Hybrid hogs — a genetic blend of wild boars and domestic pigs — rocked up in Canadian farms around 30 years ago in an attempt to spice up the country’s livestock produce. Over the past three decades, countless numbers of them have escaped and bred like crazy, earning themselves the title of the most prolific invasive mammal in Canada.
The wild pigs are the descendants of domestic pigs (Sus scrofa domesticus), Eurasian wild boar (S. scrofa scrofa), or hybrids of the two.
As their name suggests, Eurasian wild boars and their domesticated subspecies are not native to North America but were introduced by European settlers in the 16th century. Over the next four centuries, many more were introduced into parts of the US and Canada for sport hunting, before being let loose into the wild.
The problem of wild pigs truly took off in the late 1980s and early '90s when farmers started to domesticate boar hybrids to diversify Canada's livestock production. Taking inspiration from Europe, farmers would typically breed male wild boars with female domestic pigs, aiming to create an “Iron Age pig” that had similar qualities as early livestock that were first domesticated by humans in ancient times.
The resulting pigs were quite remarkable: they were super-smart, large, purportedly delicious, and perfectly suited for the harsh Canadian winters. However, the market for boar pork delicacies slumped, so herds of the hybrids were let loose into the wild. Many more escaped their captivity using their keen senses and intelligence.
They proved to be a formidably invasive species. The wild pigs hunted native animals, such as turkeys and game birds, and preyed on young livestock like lambs, kids, and calves. Simultaneously, they would strip the land of berries, roots, bark, and any form of vegetation, leaving little for grazing animals and black bears.

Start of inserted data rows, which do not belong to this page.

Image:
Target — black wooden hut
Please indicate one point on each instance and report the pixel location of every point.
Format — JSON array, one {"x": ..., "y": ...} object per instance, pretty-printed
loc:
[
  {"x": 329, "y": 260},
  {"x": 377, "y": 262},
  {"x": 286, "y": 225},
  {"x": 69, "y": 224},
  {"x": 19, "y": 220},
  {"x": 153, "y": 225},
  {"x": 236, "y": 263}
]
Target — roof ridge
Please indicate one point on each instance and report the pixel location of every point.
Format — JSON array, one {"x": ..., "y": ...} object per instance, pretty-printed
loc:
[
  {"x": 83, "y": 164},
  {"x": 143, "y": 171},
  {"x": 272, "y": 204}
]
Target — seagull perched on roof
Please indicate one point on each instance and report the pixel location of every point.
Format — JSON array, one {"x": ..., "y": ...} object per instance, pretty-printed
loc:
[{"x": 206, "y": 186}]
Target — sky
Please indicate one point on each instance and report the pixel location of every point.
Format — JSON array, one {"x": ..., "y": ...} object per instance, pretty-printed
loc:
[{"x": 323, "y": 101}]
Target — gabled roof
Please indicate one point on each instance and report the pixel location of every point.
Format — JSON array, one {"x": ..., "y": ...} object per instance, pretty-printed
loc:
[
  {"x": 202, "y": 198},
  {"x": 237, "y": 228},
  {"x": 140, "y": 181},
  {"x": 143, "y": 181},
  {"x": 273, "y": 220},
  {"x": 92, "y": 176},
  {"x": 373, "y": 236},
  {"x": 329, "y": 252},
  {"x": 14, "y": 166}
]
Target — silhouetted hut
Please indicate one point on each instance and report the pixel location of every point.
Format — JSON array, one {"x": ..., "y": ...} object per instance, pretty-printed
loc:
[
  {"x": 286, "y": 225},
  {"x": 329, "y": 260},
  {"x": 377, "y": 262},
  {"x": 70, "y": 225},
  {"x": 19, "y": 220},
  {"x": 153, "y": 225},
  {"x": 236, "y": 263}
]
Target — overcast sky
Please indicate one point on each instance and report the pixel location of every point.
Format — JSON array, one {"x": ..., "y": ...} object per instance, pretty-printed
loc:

On top of that, wild pigs are the hosts of over 30 significant viral and bacterial pathogens, as well as more than 37 species of parasites, which can pose a threat to humans and other animals.
As prolific breeders with a lack of natural predators, their numbers were able to boom rapidly. A 2019 study found that the wild pig population in Canada was increasing by 9 percent a year. As per the research, the wild pigs command a range of over 750,000 square kilometers (289,576 square miles), which has increased by 88,000 square kilometers (33,976 square miles) per year over the last decade.
“Wild pigs are ecological train wrecks. They are prolific breeders making them an extremely successful invasive species,” said study author Ruth Aschim in a statement at the time.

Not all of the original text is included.